You know what's even more annoying? You can set a notification or email reminder to go off prior to a calendar appointment, but can't set an alarm to go off prior to one. I need my phone to make noise when it's time for me to get ready, not just show a notification!
Notifications have a lower level of priority than an alarm. Notification volume is set differently than alarm volume. Alarms take over the screen whereas notifications just give you a prompt at the top. As a person with ADD, it's a huge inconvenience and I need to use workarounds that are unreliable. I just want a ducking alarm when I need it without getting some stupid artificial limitation on why I can't do it.
Nah. Fuck that.
If I want to wake up early on Tuesday next week what I need is an alarm that morning. A human would understand the prompt and do it correctly, a computer assistant should be able to do exactly the same.
This has probably saved lots of people from accidentally setting an alarm too far in the future when they meant to set it for the next morning. You may not agree with the choice, but I'm sure this has helped more people than it has annoyed.
You absolutely can set an alarm for a specific day in google clock version 7.6 from the play store.
After you set the alarm if you click on it you can give it a name such as "laundry" and set it for a specific day such as "Sunday"
I have alarms for workdays and alarms for times to take medicine.

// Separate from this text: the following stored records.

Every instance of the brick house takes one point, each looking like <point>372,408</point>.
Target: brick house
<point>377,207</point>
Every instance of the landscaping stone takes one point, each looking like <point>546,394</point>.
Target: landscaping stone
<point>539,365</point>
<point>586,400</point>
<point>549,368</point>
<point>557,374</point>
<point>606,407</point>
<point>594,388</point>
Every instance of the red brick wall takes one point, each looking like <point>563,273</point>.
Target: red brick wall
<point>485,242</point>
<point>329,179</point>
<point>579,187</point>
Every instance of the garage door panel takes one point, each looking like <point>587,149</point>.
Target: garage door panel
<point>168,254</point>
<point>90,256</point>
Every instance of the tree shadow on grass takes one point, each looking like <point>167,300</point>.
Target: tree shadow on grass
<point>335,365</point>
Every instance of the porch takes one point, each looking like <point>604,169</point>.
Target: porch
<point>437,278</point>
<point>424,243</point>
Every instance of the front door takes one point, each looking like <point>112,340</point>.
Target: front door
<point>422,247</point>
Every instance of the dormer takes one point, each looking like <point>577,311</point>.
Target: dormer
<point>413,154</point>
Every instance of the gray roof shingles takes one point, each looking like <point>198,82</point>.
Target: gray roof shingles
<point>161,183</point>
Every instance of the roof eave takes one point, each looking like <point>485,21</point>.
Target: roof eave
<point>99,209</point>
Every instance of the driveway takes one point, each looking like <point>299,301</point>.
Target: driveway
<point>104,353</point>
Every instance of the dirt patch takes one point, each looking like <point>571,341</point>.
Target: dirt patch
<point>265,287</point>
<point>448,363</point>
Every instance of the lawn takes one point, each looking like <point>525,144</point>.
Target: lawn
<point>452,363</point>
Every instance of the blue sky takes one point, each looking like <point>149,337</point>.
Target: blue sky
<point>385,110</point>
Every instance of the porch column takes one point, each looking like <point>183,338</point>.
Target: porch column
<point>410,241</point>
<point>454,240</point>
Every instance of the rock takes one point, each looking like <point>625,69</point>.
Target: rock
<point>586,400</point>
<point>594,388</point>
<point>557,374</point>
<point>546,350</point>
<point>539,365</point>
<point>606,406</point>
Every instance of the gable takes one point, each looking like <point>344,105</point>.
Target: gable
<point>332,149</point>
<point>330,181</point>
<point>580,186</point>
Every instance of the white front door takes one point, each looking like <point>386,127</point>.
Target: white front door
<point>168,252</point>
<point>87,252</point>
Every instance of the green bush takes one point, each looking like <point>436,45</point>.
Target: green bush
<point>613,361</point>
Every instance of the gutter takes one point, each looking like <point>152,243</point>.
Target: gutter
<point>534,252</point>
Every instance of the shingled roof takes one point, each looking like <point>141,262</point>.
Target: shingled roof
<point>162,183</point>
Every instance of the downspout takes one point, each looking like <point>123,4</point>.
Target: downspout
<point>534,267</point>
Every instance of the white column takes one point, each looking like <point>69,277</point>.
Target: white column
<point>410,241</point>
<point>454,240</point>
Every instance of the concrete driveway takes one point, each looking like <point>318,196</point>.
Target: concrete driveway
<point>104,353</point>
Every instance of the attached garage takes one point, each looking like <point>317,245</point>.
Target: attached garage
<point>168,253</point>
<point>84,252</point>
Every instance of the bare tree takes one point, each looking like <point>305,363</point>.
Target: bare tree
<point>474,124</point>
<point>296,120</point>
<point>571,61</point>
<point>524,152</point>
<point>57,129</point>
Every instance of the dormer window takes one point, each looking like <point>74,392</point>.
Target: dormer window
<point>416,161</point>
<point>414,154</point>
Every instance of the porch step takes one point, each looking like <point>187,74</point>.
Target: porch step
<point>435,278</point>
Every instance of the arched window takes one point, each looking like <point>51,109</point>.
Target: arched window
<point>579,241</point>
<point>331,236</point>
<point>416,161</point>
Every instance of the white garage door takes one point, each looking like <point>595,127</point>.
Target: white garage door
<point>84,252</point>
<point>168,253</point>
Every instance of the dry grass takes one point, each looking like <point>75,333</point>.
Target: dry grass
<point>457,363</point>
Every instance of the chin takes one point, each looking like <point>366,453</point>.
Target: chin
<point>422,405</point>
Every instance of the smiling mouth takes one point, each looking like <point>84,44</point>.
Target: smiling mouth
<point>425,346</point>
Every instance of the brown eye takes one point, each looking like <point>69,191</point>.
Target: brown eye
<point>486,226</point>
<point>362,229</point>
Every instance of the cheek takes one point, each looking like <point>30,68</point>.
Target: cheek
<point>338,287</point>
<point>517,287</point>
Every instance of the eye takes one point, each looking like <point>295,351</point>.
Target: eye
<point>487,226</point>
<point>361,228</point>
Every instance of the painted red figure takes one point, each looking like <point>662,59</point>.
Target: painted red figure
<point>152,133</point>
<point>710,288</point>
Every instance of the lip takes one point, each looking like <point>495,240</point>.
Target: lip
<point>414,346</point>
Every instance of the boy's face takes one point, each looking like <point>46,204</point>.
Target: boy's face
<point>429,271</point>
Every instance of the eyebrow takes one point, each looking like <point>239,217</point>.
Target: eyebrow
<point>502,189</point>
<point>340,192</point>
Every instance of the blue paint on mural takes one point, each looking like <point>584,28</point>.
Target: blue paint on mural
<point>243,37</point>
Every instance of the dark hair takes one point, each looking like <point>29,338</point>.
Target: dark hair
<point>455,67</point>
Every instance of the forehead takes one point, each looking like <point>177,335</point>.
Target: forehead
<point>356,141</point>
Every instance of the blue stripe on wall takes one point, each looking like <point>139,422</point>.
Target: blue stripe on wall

You can set an alarm for a early wake up for a flight time a week ahead of time if you want. The assist is super basic to protect you from doing dumb shit, but you absolutely can do it manually.
Doesn't that just suggest that the thing doesn't work right if they have to do this to avoid incorrect settings? I'm pretty sure 100% of people who want to set an alarm this far out but can't are annoyed.
The whole problem is that you can't set an alarm more than 24 hours ahead of time unless you set it to repeat. The timer also gets reset if the phone restarts or if you bump the stop button on the notification screen. Workarounds work most of the time but they set you up for problems. The artificial limitation is unnecessary and just creates problems for people like myself who have ADD.
I said so elsewhere to one other, but I will reiterate that the jest came from viewing the remark outside of its proper context. I apologize for trivializing the matter.
I have felt this too! Reminders are usually pop up notifications that are easy to miss. I may have a temporary solution. On Android I can select the days on which the alarm should ring. It gets a bit annoying if your date is more than 7 days in the future. But still gets the job done
Asking a fitbit to set a timer for 2 hours is dumber.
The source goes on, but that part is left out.